I was baptized as a baby, received confirmation and attended ERE/CCD classes up until I was about 12. Soon after that, I dove right into listening to Smashing Pumpkins, Marilyn Manson and Nine Inch Nails. I was the first real goth girl in my school. At 14, I had my first kiss and sexual experience...with a girl. We used to go to the theatres to see The Rocky Horror Picture Show--the ultimate gateway movie to ensnare young people into a life of debauchery and sinfulness ("Don't Dream it, Be it" and "Give yourself over to absolute pleasure, swim the warm waters of sins of the flesh..." Yeah, and I still remember every darned word of the songs and every line of that silly movie.) She and I loved one another, and we were together for 2 years before I had my first boyfriend when I turned 16. I was a textbook case of a girl with father wounds and low self-esteem, seeking affection from men and father figures in unhealthy ways...Yadda Yadda. I was even a dominatrix for a short time. Nothing too crazy. Most men were into humiliation. In my 20's and most of my 30's, I dabbled in Tantra (no deity worship), and although I can take some positives from that, it didn't result in any healing. With some of the practices, I thought that I was healing my sexual wounds, but I wasn't healing anything at all because all that I had been offered were ways the Self could make the Self better, and ultimately that yielded nothing and was spiritually vacuous.

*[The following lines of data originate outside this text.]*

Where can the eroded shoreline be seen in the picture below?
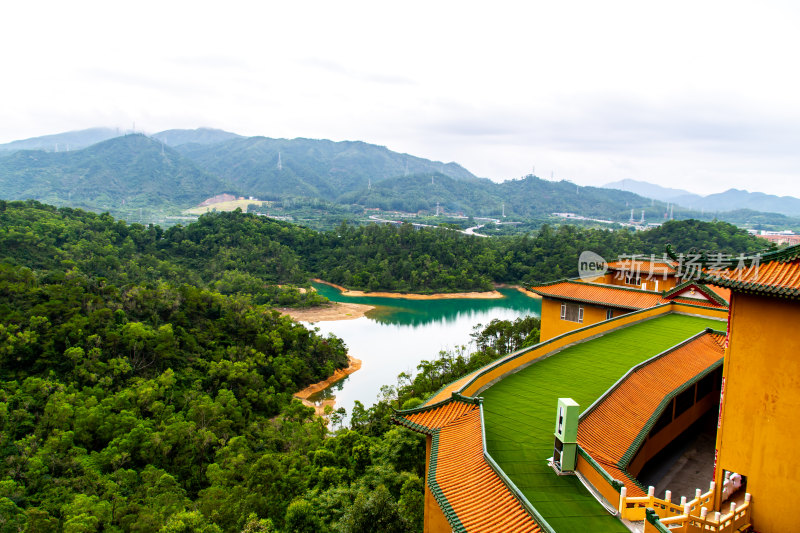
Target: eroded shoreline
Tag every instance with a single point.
(314, 388)
(327, 312)
(414, 296)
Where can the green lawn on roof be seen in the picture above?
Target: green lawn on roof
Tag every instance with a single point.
(520, 411)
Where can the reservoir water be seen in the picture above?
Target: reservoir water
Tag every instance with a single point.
(399, 333)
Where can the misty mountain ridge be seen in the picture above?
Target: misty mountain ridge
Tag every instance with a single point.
(122, 173)
(730, 200)
(177, 169)
(62, 142)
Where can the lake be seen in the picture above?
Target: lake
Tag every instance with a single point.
(399, 333)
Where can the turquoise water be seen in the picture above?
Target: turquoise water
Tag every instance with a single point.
(399, 333)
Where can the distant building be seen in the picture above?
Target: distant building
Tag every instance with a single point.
(218, 199)
(781, 239)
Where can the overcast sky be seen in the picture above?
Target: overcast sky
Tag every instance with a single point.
(697, 95)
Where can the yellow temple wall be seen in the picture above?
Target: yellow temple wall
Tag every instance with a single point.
(759, 432)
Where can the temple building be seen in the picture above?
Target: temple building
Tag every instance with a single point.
(629, 285)
(556, 437)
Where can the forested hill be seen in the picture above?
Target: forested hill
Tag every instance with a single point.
(143, 387)
(121, 175)
(241, 253)
(308, 167)
(147, 179)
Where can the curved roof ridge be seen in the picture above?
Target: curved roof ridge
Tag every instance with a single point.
(472, 496)
(640, 397)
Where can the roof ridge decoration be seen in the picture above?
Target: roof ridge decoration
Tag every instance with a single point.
(577, 283)
(711, 295)
(616, 458)
(459, 430)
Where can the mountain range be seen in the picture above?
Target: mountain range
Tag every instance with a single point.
(143, 178)
(730, 200)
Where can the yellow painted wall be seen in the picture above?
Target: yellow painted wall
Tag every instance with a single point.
(651, 446)
(433, 520)
(760, 435)
(553, 325)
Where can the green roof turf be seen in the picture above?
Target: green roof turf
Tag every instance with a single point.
(520, 410)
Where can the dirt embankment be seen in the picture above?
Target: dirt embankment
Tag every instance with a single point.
(319, 407)
(323, 313)
(413, 296)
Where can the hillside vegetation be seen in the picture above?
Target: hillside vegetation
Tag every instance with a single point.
(146, 383)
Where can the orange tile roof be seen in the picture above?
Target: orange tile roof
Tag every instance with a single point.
(643, 266)
(722, 292)
(617, 297)
(599, 294)
(460, 477)
(775, 277)
(614, 427)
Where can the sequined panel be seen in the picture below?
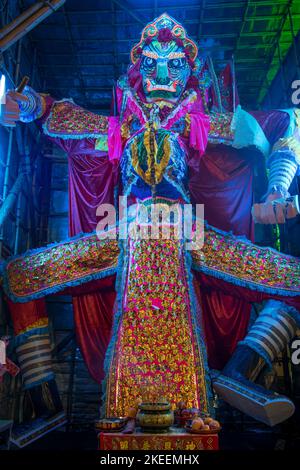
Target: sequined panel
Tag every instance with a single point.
(156, 353)
(67, 119)
(56, 267)
(240, 260)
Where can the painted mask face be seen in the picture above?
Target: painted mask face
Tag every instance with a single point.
(165, 71)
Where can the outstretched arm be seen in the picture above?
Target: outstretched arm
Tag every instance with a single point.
(283, 164)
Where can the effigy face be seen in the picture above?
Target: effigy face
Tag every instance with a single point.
(165, 71)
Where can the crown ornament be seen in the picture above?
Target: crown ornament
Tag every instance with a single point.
(165, 29)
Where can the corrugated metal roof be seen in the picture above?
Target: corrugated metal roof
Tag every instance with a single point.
(84, 46)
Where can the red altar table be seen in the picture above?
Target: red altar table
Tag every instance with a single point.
(175, 439)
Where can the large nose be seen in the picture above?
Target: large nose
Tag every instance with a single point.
(162, 72)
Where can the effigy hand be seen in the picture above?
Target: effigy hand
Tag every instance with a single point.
(276, 210)
(10, 111)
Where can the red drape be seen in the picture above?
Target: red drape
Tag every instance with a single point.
(91, 181)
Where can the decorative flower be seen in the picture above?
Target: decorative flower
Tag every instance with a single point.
(165, 35)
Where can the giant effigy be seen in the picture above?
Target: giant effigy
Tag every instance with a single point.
(180, 307)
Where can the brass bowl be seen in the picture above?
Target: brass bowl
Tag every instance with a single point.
(110, 424)
(153, 406)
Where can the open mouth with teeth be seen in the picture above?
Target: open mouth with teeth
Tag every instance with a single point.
(171, 87)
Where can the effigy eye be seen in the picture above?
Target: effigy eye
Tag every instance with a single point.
(177, 63)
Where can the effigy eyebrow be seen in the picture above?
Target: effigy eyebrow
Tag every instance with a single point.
(171, 55)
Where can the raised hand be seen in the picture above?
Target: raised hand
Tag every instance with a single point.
(10, 111)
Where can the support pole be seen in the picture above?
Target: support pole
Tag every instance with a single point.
(18, 28)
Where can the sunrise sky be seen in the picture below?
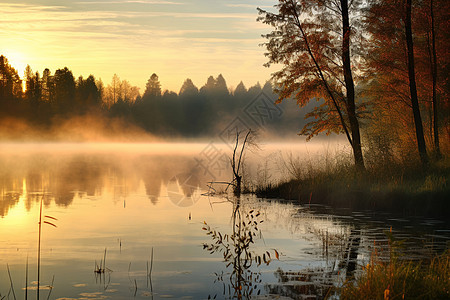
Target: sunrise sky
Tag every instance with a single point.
(176, 39)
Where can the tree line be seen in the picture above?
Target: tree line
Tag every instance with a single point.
(50, 98)
(380, 66)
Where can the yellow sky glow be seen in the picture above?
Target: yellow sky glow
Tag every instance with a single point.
(174, 39)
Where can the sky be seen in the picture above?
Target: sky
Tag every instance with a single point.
(176, 39)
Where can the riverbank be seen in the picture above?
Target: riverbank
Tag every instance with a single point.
(398, 189)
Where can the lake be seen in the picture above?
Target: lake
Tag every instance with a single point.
(146, 221)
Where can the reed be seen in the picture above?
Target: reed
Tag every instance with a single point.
(11, 283)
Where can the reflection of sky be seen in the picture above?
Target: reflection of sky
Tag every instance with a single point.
(104, 201)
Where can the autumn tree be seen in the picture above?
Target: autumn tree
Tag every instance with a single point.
(313, 42)
(33, 92)
(10, 82)
(87, 94)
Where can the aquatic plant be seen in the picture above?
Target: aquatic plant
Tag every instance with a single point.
(237, 253)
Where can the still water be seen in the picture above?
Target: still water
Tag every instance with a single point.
(142, 221)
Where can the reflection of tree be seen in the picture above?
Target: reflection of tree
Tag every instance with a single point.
(237, 253)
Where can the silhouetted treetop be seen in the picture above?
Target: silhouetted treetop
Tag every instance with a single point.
(188, 88)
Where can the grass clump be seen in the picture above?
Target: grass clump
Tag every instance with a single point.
(402, 279)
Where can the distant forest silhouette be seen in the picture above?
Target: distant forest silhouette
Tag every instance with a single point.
(50, 99)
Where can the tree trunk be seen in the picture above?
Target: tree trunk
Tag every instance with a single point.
(413, 89)
(437, 148)
(350, 87)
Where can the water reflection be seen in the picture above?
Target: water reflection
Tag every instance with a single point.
(130, 203)
(239, 255)
(66, 178)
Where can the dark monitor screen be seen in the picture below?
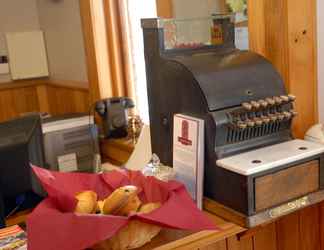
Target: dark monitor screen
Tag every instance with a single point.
(21, 144)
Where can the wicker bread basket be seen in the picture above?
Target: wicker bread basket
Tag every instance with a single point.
(134, 235)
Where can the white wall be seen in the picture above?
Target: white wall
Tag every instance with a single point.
(13, 19)
(61, 23)
(320, 53)
(194, 8)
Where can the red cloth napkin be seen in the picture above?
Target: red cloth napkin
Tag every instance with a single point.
(53, 225)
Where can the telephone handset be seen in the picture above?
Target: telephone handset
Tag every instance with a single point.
(114, 114)
(316, 134)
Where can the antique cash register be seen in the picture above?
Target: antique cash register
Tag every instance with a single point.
(255, 171)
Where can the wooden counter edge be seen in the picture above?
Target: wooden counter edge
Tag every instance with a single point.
(203, 238)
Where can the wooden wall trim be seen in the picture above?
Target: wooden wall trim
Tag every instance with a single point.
(90, 50)
(37, 82)
(164, 8)
(95, 38)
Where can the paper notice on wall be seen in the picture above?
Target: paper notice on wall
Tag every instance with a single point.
(188, 154)
(67, 163)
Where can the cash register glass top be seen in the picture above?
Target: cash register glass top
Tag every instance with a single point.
(196, 32)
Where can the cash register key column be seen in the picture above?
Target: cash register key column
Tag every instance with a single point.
(263, 103)
(270, 101)
(255, 105)
(247, 106)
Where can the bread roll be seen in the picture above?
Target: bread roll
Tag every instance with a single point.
(132, 205)
(149, 207)
(119, 199)
(87, 202)
(100, 206)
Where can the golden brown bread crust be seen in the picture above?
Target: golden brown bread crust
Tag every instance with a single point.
(149, 207)
(87, 202)
(119, 199)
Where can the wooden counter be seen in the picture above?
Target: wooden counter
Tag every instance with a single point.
(176, 239)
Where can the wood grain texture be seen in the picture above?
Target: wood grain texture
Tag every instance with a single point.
(309, 228)
(274, 189)
(90, 49)
(302, 61)
(287, 231)
(266, 238)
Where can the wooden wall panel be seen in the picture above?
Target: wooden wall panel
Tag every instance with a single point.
(63, 100)
(41, 96)
(285, 33)
(164, 8)
(17, 101)
(302, 61)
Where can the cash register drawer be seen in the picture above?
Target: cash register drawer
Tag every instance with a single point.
(285, 185)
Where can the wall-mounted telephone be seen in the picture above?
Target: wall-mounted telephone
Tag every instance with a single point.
(316, 134)
(114, 114)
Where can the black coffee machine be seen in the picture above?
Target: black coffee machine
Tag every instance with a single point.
(114, 114)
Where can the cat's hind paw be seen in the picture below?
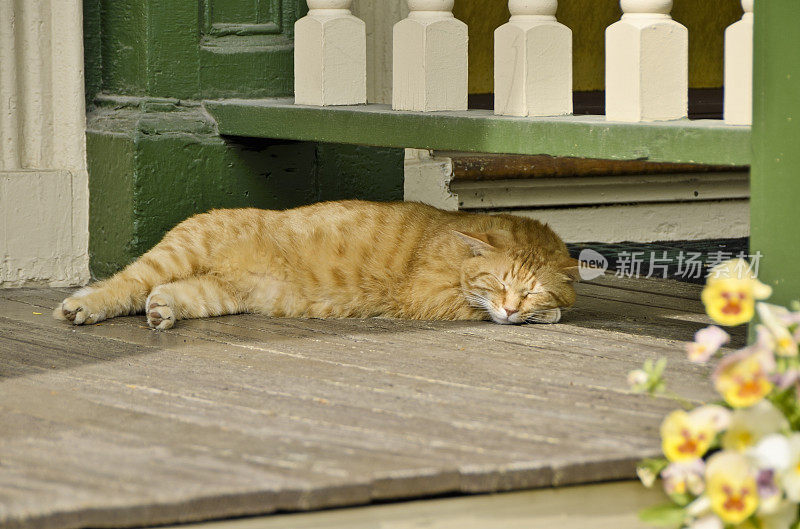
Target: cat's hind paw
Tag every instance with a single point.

I feel like I'm finally learning at 39, as late as it may be, how to do things right and how to have a deep respect for my body. To not only realize that those "I am not the body" meditations are complete horse poo, but actually really dangerous. I don't need sex for validation that I'm loved anymore. I don't need to get passive aggressive if I don't get enough of it (and I never can because that hollow that I was feeling could never be filled, no matter the depths a man could possibly reach.) That fullness could only be felt in my heart with a deep love for God. I don't want to be with someone who treats sex like a destination and not a journey. I will no longer give away my sexual energy to those who do not appreciate my gifts and giving nature. If I do end up getting married, I will enter into that holy union properly. As a divine communion--a sacred ecstatic dance with God and creation itself. I cannot go back to old ways, habits or patterns. To do so now would be telling God, "I know what you want me to do, but I'm not going to do that." It may be really hard for me, but that's okay. I'm used to difficult things. Sex, physical touch, giving all of myself--that's a big part of my love language. God isn't a tyrant, though, and isn't possessive. I don't think my calling will be to a celibate life, but we'll see what his will is for me. 

Maybe I'll be able to have a child, but maybe not. If only my ovaries defied age like my face apparently does. People at my new job thought I was about 20 years younger than I am--Get the ENTIRE heck outta here! LOL I had been feeling kinda self-conscious about myself lately so that sort of put a pep in my step this week. Bless their silly little hearts. 

If you stuck with me and read this entire thing, bless your silly little heart, too.